An engineer wants to improve the design of an existing fixed-wing UAV by increasing lift by 1.5 times in order to let it carry heavier loads. He wants to leverage on drag measurements for 10 previous prototypes which were tested in a wind tunnel, on a past simulation results database produced by its department over the years with 500 simulated shapes. He can also use new simulations, but each call to a simulation costs 100$ and takes one day on a cluster of machines.
Step 1 – Preliminary design
The engineer needs to show a prototype to its management team and quickly produce a good design which has exactly the right behaviour. He feeds its historical data into our Neural Network in the form of 3D surface meshes (standard “.stl” or “.obj” files) and lift values. Our network will be able to quickly create a approximate model for the lift of an arbitrary new design. Our network will be able to quickly create an approximate model for the lift of an arbitrary new design. This lets our neural network explore very quickly all possible designs and provide a first drone shape which approximately meets the target criteria.
Contrarily to existing “surrogate methods”, which also create an approximate model based on ML to quickly estimate drag, our software can leverage past data from many different sources, without them having an underlying shared parameterization. This is critical in the case of a company which has a large legacy of simulation results.
Step 2 – Manual search for a good design
The engineer now attempts to manually modify this initial design to improve it. The traditional option would be to iteratively try a few designs and test them in simulations. However, once again each of these iterations takes a full day of computation, which slows down work drastically. Thanks to our solution, he can get an estimate of the lift of each new design, interactively on its CAD tool. Since our algorithm also provides a confidence score on the lift prediction — i.e. how close it is expected to be compared to what the simulator would give- he is wisely advised to call back the simulator when necessary and this new data point will be used to refine the estimates.
Existing methods based on simplified flow equation can also provide an approximate simulation relatively quickly. However, it necessitates to parametrise an approximate simulator, which will in most cases return results which are completely different, even for the known cases, from those of the actual simulator. On the opposite, our network will always provide results which are close to the ones of the simulator.

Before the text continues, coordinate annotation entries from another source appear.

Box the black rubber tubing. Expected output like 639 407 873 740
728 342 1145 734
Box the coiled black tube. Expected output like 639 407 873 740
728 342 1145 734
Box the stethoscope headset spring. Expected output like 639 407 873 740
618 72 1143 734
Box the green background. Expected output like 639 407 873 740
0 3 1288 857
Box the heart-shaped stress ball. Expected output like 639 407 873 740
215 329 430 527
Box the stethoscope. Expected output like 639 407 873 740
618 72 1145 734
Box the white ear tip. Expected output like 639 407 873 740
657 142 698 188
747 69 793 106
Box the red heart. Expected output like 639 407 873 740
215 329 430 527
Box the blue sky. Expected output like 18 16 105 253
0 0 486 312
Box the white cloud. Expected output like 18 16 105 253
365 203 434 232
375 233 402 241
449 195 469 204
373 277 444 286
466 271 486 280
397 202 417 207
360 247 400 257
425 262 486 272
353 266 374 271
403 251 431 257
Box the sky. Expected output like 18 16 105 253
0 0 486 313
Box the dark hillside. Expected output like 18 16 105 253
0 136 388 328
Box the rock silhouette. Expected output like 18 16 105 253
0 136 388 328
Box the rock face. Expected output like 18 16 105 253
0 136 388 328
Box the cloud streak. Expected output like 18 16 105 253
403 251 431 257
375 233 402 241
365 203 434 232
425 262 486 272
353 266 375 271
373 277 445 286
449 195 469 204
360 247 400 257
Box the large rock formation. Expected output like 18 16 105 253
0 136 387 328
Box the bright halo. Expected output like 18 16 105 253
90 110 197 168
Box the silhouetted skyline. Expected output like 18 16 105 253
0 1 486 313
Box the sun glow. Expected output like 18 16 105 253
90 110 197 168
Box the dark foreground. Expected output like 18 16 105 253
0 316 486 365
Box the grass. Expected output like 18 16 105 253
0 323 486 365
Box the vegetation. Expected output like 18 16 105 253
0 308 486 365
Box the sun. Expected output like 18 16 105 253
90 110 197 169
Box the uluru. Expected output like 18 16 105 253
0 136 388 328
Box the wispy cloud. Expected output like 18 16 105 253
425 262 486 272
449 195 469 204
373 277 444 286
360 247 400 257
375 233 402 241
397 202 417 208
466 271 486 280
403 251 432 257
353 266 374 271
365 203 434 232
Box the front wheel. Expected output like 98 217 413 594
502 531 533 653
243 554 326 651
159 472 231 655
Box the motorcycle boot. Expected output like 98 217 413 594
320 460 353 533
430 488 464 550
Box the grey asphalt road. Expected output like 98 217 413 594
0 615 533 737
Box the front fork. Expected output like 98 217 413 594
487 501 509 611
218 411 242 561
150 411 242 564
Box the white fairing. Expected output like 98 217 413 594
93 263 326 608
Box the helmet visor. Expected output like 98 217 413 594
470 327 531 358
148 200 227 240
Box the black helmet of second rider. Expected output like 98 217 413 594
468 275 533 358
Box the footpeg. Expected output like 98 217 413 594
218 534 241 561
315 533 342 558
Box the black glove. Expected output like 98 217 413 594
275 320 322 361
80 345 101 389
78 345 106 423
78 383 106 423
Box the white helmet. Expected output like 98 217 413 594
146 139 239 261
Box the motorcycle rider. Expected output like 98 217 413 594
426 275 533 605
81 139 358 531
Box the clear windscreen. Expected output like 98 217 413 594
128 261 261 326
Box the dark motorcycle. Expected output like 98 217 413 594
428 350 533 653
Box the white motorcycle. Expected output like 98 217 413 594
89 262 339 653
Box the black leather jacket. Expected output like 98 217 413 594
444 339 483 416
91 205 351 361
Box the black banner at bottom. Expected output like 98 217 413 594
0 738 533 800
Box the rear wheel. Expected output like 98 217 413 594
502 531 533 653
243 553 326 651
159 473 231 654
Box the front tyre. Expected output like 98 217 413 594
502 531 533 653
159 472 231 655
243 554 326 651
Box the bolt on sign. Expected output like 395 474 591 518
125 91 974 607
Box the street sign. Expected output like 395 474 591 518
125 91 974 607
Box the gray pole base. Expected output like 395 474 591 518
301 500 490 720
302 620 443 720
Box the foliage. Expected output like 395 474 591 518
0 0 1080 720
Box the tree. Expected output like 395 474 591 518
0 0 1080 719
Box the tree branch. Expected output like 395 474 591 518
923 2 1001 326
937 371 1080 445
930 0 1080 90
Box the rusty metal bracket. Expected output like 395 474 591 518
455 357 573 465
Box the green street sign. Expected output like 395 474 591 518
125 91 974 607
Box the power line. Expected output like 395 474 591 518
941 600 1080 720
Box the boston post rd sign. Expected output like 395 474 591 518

As opposed to parametric surrogate methods — e.g. Kriging –, our approach leaves the user completely free in the design. He can use his own CAD software, import designs from outside.
Step 3 – Numerical shape optimization
The work that was done manually by the engineer in the above case, can be automatised and accelerated. Hence, in order to maximise the performance of its design, the engineer now uses our automatic shape optimization loop. As in step-1, the engineer provides a set of design goals. He chooses to interface our program to the simulation software he was using — we are already compatible with several popular ones —, which will be called back only when it is necessary to improve the accuracy of the prediction. This leads to a design a human could not have thought of, bringing performance gains and time savings. With the use case showed here, we managed to achieve a design with 20% better performances. We are still collaborating with the client with further objectives to fulfil.
Previous methods for shape optimisation based on response surfaces and implemented on commercial softwares, are limited by the fact that they need a low dimensional parametric representation of the shape. With our approach, the optimisation algorithm can create arbitrarily complex shapes, and the user can easily manually interact with the optimisation algorithm. Therefore, numerical optimisation becomes much more smoothly integrated in the whole engineering process.